Glove_slap Posted November 28, 2011 Posted November 28, 2011 You don't have to convince yourself of anything, reality will slowly slip into your mind. The days are going to be long and terribly lonely, the nights are going to be filled with hopes and wishes before you close your eyes and fall into your thoughts. The next day you repeat the same thing, over and over and this goes on for a couple of months until one day you wake up and stop giving a **** about everyone and everything. You then wake up in the morning, brush your teeth, get dressed and leave your house/apartment with the same unchanged apathetic look in your eyes. You begin not to trust anyone and you stop giving a **** about what people think and say about you, this goes on for a couple of more months, sometimes years but then for some reason women begin to give you attention, maybe it's because your being such a douchebag? who knows. After a couple more months you begin to meet new people and slowly turn into a new person, for some reason your happier and less apathetic, you actually want to help people, you actually want to get up in the morning, you realize that life is too short to be moping over some chick and that's really the truth.
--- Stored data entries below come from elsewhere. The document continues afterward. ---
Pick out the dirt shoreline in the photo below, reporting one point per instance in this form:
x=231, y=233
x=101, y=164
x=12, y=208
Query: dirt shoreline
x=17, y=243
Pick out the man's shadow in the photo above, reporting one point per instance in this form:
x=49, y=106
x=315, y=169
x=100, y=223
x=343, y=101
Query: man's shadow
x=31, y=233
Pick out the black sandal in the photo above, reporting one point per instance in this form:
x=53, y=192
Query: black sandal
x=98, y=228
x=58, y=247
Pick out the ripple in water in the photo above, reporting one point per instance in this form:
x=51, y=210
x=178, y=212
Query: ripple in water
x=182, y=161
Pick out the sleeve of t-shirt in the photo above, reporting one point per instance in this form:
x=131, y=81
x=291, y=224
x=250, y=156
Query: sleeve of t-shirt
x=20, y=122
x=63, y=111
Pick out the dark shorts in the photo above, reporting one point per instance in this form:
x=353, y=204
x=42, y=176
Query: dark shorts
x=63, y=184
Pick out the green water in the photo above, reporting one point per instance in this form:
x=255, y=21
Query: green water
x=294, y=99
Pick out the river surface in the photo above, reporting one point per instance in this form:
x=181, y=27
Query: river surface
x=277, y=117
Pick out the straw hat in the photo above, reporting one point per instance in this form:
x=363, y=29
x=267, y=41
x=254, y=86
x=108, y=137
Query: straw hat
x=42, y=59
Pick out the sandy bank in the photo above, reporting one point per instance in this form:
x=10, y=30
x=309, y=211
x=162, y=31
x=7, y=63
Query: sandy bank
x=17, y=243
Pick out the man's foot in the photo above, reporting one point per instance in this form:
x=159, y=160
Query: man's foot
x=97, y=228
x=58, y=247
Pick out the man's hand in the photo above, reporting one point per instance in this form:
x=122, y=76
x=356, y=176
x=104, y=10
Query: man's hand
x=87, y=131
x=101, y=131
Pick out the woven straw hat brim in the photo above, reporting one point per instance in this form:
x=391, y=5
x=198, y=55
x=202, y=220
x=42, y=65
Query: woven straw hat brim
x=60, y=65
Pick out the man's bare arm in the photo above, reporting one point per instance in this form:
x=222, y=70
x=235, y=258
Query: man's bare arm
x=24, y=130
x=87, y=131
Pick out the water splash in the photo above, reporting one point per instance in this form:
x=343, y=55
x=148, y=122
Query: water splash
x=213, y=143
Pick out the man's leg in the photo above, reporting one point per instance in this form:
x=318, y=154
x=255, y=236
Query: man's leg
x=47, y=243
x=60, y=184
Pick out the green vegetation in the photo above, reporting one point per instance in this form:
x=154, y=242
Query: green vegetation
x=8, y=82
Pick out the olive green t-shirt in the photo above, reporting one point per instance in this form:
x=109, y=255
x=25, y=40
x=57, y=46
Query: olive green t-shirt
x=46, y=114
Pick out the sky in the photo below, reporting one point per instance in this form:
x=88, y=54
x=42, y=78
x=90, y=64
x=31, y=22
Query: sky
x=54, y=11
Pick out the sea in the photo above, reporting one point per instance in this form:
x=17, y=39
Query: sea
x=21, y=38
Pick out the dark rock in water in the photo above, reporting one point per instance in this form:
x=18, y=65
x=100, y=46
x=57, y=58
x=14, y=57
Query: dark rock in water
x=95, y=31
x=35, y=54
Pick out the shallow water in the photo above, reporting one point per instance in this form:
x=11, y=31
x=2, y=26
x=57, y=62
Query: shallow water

You give yourself some space and decide you're going to focus on yourself, that you're going to make yourself top priority but then what happens? You get a new girlfriend. Repeat cycle. You'll get over it buddy at some point or another but you will get over it. There might not be anyone "BETTER" but there will be someone "DIFFERENT". Someone who you see is better in your eyes and that's what really matters in the end.
sunflower11 Posted November 28, 2011 Posted November 28, 2011 Yes I mean...I remember thinking with both my last ex's...If I hadn't gone through this with this other guy...if we hadn't broken up ..I would have never gotten to know this other person. Or I would have never experienced a night like tonight.. I would have never known how fast my heart can beat when this other guy holds my hand. Just things like that. I know with time you see them because right now I am stuck on being hurt and angry. It's been 2 months for me and...I am at the point where I think...how will I open up myself to another person? But from experience, I know everything will be alright, because i have been down this road of broken hearts before and I came out just fine
lolita jade Posted November 28, 2011 Posted November 28, 2011 you will know when you are ready. too early on will leave you with confused feelings. wait until time right and you will love again.
mike588 Posted November 28, 2011 Posted November 28, 2011 Moving on is simple, It's what we leave behind that makes it so difficult.
hellfire241 Posted November 28, 2011 Posted November 28, 2011 i know how you feel mate.. bu after 6.5 years together.. if you want to move on its actually pretty simple.. just nc - at least till you are indifferent about the whole situation.. but wanting to make things work and holding on is usually the hardest part.. neither here nor there - in btw the friend and bf zone.